Per Kierkegaard perciò la filosofia hegeliana è di fatto irrealizzabile: per
lui, una verità è tale se è autentica e vissuta dal suo creatore, ovvero se
essa è soggettiva (nel senso di “sperimentata dal soggetto”). A questo
riguardo egli fa l’esempio del cristianesimo, il quale cambia radicalmente
la vita dei propri fedeli, poiché una cosa ha valore fintanto che cambia la
vita di chi ne entra in contatto. Per esemplificare, la conoscenza del
fascismo diventa per me una verità consolidata e soggettiva se mi impatta
modificando il mio comportamento, spingendomi verso l’antifascismo.
Se questa mi lascia indifferente allora è oggettiva e senza valore.
I caratteri dell’esistenza umana
Ciò che contraddistingue il singolo uomo, per Kierkegaard, è l’esistenza. Nelle
altre specie è fondamentale al contrario l’essenza, la quale spinge ciascun
individuo a comportarsi secondo le leggi della specie, ma per il genere umano
no. Ciò che differenzia gli uomini è la libertà di scelta,la possibilità di
autodeterminarsi, l’essere liberi nel loro percorso di vita.
Questa cosa ha in realtà valore negativo perché la possibilità è sempre
“possibilità che non” , ovvero ogni scenario è realizzabile, incluso anche il
peggiore. Si genera così un’incertezza dilaniante che accompagna l’uomo per
tutta la vita, la quale diventa un’angoscia eterna.

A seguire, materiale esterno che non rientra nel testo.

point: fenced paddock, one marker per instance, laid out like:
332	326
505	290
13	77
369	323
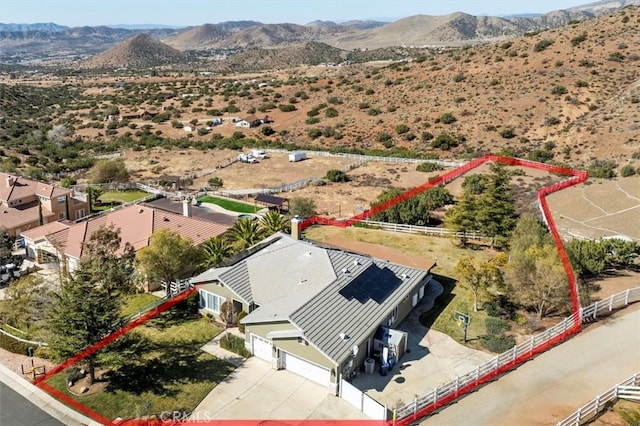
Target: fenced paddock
627	389
448	392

Sentimento caratterizzante dell’esistenza diventa così l’angoscia, la quale è ben
diversa dalla paura che si prova di fronte a un pericolo ben preciso o dalla
disperazione. L’angoscia è fondata nel peccato originale, l’atto simbolico di
separazione da Dio, ovvero la certezza assoluta, da parte dell’uomo per essere
libero e, in un certo senso, sostituirsi a lui, senza però averne le caratteristiche.
La disperazione invece, chiamata anche “malattia mortale”, è ciò che si prova
sapendo di non poter uscire dalla propria condizione di eterna angoscia. Tale
consapevolezza genera in noi un senso di vuoto, facendoci sentire morti prima
di esserlo (per questo “malattia mortale”).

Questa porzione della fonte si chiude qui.